El pasado 18 de mayo, en un comunicado difundido en Washington, Almagro rechazó la acusación de Maduro de ser agente de la Agencia Central de Inteligencia (CIA, por sus siglas en inglés) y catalogó al mandatario como un “dictadorzuelo” que traiciona a los venezolanos.
“No soy agente de la CIA. Y tu mentira, aunque repetida mil veces, nunca será verdad. De todas formas conviene aclararlo, aunque esto sea denegar el absurdo.

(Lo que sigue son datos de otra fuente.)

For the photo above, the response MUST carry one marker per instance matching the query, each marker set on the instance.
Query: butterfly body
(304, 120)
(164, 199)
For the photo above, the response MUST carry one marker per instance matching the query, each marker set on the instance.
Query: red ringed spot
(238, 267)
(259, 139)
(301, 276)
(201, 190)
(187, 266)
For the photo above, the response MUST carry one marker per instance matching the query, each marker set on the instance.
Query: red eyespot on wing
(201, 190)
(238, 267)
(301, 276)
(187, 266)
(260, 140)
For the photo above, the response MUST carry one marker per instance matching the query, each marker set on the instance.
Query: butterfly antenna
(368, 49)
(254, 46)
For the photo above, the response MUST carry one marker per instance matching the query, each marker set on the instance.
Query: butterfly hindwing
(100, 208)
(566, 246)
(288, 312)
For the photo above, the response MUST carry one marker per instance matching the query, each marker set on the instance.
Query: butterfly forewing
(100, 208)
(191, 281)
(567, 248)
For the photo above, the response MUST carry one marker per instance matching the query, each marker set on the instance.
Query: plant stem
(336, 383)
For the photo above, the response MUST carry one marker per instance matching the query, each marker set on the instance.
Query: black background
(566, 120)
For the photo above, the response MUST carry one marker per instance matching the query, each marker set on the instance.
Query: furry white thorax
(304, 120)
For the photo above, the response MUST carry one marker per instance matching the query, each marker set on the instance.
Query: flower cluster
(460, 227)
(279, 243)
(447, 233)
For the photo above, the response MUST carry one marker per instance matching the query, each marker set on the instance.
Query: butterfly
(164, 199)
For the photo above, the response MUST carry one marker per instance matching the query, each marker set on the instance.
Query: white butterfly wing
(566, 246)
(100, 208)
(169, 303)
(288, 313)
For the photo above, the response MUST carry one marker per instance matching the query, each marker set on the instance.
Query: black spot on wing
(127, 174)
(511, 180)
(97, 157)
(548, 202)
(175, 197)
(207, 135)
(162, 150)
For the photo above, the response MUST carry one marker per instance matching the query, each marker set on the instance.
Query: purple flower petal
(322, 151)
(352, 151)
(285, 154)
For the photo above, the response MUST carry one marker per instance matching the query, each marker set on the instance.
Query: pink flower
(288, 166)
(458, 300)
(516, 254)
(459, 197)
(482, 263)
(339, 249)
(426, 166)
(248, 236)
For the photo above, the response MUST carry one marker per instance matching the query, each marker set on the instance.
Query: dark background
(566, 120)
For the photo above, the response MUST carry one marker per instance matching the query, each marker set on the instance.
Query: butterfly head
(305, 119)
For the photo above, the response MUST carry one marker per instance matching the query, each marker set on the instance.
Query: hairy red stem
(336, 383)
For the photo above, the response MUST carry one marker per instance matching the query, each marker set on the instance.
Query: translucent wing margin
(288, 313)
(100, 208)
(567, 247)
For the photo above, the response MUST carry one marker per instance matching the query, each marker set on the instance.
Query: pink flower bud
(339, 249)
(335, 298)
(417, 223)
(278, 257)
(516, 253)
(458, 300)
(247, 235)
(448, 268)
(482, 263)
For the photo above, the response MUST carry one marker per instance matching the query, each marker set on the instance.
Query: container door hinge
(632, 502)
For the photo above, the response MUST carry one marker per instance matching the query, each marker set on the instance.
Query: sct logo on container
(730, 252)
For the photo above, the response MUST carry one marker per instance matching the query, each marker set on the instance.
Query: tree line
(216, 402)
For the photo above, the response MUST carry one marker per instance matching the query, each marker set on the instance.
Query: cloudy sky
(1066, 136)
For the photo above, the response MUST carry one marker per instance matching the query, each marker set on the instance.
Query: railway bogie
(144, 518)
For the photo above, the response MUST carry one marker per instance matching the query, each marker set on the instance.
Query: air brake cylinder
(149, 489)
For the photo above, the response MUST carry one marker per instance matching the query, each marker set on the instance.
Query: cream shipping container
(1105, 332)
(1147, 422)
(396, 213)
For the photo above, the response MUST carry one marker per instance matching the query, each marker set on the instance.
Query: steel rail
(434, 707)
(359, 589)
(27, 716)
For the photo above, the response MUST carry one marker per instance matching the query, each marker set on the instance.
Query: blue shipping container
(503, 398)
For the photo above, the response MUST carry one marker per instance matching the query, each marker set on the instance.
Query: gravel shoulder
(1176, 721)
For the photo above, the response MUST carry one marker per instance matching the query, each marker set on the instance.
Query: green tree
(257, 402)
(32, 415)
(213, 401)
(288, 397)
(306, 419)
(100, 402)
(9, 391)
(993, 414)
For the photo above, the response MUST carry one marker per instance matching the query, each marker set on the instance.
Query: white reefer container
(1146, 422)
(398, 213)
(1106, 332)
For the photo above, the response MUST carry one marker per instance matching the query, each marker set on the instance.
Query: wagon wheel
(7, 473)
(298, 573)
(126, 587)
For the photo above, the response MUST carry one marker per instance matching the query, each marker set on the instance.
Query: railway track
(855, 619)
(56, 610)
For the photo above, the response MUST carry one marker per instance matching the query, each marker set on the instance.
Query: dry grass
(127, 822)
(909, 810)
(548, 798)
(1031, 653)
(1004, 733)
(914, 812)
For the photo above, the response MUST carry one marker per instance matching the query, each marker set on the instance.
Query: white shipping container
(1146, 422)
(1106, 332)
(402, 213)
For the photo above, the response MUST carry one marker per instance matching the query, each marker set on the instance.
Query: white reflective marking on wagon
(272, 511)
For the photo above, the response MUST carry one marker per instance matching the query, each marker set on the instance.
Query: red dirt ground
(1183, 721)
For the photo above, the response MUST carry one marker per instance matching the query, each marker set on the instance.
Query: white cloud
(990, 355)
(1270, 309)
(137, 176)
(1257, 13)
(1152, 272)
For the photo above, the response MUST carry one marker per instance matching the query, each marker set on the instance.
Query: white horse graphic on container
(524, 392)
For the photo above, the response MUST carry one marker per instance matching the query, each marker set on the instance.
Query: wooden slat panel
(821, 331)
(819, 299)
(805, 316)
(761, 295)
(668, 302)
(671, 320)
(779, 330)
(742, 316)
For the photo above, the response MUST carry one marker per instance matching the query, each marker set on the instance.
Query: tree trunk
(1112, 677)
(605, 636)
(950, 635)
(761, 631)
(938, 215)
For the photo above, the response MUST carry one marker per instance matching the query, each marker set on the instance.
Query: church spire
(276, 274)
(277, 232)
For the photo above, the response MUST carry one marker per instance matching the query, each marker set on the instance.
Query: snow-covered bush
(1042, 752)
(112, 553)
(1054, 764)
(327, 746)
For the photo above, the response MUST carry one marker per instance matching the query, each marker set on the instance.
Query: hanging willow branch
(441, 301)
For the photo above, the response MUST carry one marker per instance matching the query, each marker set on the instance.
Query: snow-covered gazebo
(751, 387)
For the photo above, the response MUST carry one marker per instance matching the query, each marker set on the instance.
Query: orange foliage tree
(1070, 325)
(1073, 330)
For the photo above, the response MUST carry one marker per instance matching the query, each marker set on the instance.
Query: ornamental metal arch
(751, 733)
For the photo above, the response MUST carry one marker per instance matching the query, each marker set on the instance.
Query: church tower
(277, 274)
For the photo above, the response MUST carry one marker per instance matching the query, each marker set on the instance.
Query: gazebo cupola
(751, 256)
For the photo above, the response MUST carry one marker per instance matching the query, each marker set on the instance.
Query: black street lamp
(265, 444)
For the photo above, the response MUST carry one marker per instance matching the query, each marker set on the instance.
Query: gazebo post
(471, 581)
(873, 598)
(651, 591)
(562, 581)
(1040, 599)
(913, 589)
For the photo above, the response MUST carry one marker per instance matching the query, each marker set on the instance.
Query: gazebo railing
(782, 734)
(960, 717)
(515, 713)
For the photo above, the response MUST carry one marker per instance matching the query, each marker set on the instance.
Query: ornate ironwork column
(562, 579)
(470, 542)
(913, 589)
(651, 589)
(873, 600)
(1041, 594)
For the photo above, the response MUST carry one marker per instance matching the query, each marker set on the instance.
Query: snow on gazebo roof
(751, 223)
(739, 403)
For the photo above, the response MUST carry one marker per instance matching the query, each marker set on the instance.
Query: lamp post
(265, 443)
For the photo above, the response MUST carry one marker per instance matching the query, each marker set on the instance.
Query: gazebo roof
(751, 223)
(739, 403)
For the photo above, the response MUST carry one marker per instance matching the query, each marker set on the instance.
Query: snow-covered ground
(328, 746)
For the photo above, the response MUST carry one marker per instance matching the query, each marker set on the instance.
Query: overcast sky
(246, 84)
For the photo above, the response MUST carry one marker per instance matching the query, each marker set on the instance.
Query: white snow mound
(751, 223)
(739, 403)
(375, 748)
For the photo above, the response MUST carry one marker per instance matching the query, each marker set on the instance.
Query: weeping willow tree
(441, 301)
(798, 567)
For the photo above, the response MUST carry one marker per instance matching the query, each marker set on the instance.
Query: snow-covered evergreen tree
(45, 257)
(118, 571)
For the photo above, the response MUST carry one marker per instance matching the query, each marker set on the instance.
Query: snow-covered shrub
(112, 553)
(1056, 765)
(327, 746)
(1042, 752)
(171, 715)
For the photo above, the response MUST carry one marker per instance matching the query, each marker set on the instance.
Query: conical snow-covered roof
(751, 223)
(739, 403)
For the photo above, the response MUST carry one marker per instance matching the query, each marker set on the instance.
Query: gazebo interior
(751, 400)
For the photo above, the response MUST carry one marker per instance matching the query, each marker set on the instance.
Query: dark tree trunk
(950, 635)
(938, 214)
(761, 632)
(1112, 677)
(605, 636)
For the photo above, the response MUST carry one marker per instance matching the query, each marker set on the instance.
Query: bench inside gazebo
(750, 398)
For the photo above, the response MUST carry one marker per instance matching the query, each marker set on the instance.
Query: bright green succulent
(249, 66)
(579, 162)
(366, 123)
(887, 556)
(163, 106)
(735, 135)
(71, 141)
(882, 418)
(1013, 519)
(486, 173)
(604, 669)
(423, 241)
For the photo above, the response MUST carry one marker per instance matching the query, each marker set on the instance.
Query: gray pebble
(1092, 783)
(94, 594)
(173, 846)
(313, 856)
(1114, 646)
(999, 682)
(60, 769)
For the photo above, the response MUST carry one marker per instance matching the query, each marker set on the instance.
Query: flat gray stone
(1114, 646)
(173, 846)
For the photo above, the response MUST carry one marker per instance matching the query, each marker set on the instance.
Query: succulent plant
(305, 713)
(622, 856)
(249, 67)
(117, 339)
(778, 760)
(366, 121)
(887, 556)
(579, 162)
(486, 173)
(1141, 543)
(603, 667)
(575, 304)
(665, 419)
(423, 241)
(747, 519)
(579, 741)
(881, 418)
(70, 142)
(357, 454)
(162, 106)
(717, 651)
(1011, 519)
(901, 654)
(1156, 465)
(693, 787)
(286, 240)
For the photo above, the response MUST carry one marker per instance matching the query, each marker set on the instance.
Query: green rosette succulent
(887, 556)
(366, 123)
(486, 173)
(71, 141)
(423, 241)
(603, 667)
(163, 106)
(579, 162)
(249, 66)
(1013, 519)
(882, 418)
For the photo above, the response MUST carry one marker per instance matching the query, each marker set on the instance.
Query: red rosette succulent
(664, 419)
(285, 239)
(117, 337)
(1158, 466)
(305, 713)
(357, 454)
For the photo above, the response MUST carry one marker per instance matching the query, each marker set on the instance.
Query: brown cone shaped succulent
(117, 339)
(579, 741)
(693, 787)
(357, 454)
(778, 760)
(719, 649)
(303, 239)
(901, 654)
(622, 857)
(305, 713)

Mi conciencia está limpia, presidente, y mi conducta mucho más”, manifestó Almagro en su mensaje.
Criticó la negativa de las autoridades venezolanas a la solicitud de la oposición para celebrar este año un referendo revocatorio y advirtió que pueblo “negarle (al pueblo) la posibilidad de decidir, te transforma en un dictadorzuelo más”.
Respecto al informe en el que Almagro está trabajando, este comenzó a ser elaborado después de que congresistas opositores venezolanos le pidieran el mes pasado que convoque al Consejo Permanente del órgano hemisférico para analizar si la nación sudamericana ha sufrido una alteración del orden constitucional.
El artículo 20 de la Carta Democrática Interamericana autoriza a cualquier estado miembro o al secretario general a convocar al Consejo Permanente en caso de que “en un estado miembro se produzca una alteración del orden constitucional que afecte gravemente su orden democrático”.
El Consejo Permanente tendría la autoridad de convocar a un periodo extraordinario de sesiones de la Asamblea General, la cual podría suspender a ese país de la OEA con el voto afirmativo de los dos tercios de los 34 estados miembros.
Caracas alega que únicamente el gobierno del país en cuestión puede autorizar un debate, a menos que un golpe de estado cause la ausencia de un gobierno legítimamente electo.
Alvarez expresó su convicción de que “los estados no pueden estar en contra de lo que ellos mismos aprobaron: el principio de la no intervención”. Añadió que su gobierno se opone a la iniciativa porque “no puedes ir a un diálogo cuando estás contra la pared”.
Las tensiones políticas aumentan en la nación sudamericana mientras los venezolanos siguen agobiados por una galopante inflación, que se estima podría llegar este año a 72 por ciento, graves problemas de escasez de alimentos, medicinas y productos básicos y una recesión económica que tiende a complicarse por la caída del precio del petróleo, que representa 96 por ciento de los ingresos que recibe el país por exportaciones.